It is all over, then. In the great Shakespearean tragedy that was Brexit, virtually every player is dead on the stage bleeding from multiple stab wounds. Mostly in the back.
There is only one woman left standing: Theresa May, the Home Secretary who will now take over from Cameron as Britain's second Prime Minister in history. Cameron confirmed her expected succession on Monday after Andrea Leadsom, May's only rival in the race for leadership of the Conservative party, pulled out of the contest.
So who is May, and what will her premiership be like? Below are five things you need to know;
She thinks there is such a thing as society. In her leadership campaign's national launch speech on Monday, May set out her vision for her premiership. It was all quite un-Thatcherite (despite the obvious gender comparison) in its focus on society and on reforming capitalism to make it more worker-centric, including a pledge to include employee representatives on company boards. "Transient shareholders... are not the only ones with an interest when firms are sold or close. Workers have a stake, local communities have a stake, and often the whole country has a stake," she said. Of course, she is also happily been part of a government with a fairly light-touch approach to regulating business and a record of cutting local government funding, so we will need to see how the rhetoric matches up to action.
She is tough on immigration. In charge of the Home Office since 2010, it was May who was mandated to deliver the British government's drive to reduce net migration into the country to the tens of thousands. This has been woefully unsuccessful, but May has always pushed for tougher immigration policies as a result. She reportedly clashed with Chancellor George Osborne in 2015 over his desire to exempt foreign students from the target, and sanctioned a controversial, later jettisoned pilot scheme that saw vans driving around London warning illegal immigrants to "go home or face arrest." Despite this, May was a cautious backer of the "Remain" campaign in Britain's EU referendum.
Her views on LGBT rights have changed over time. Having entered parliament in 1997, May was originally no champion for LGBT rights, voting against measures including the equalizing of the age of consent for gay and straight people and legislation to allow same-sex couples to adopt children. But she subsequently became a more ardent campaigner for these issues in parliament, culminating in 2013, when she was one of the most high-profile senior Tories arguing for gay couples to be allowed to marry. It was May, as party Chairwoman in 2002, who coined the phrase "Nasty party" to describe how many voters saw the socially conservative party compared to Tony Blair's liberal New Labour.
She is a late bloomer. In 2001, May was the butt of a cruel joke. A member of the then-Shadow Cabinet came up with an idea of a figure to appoint as Shadow Education Secretary: "It would be a total punt," he said, '"She is untested in a senior front-bench role, she knows nothing about education and has no profile. What about Theresa May?" The joke: May had already had the job for two years (credit to Alwyn Turner for digging out the anecdote.) May's early career was defined by relative obscurity, and many felt her to have been promoted too fast.
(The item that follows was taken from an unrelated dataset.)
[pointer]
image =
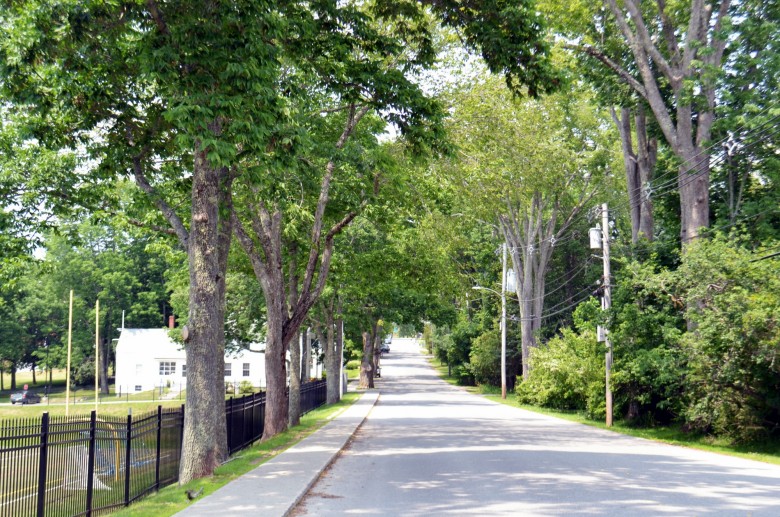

That was in stark contrast to her time as Home Secretary later on, the longest-ever holder of a universally accepted challenging role that has wrecked countless political careers.
By most accounts, she is not the life and soul of the party. David Laws, a Liberal Democrat and former minister in the Coalition government, claimed in his book that former Deputy Prime Minister Nick Clegg used to call her an "ice maiden," and Eric Pickles, a former cabinet minister, called her "tricksy belle of Marsham street." More recently, former Chancellor Ken Clarke was caught on camera describing her as a "bloody difficult woman." To me, this all smacks unpleasantly of men feeling intimidated by a powerful woman. But whatever Clegg, Clarke et al's motivation, May is known as a focused, determined operator who does not make too much time for small talk.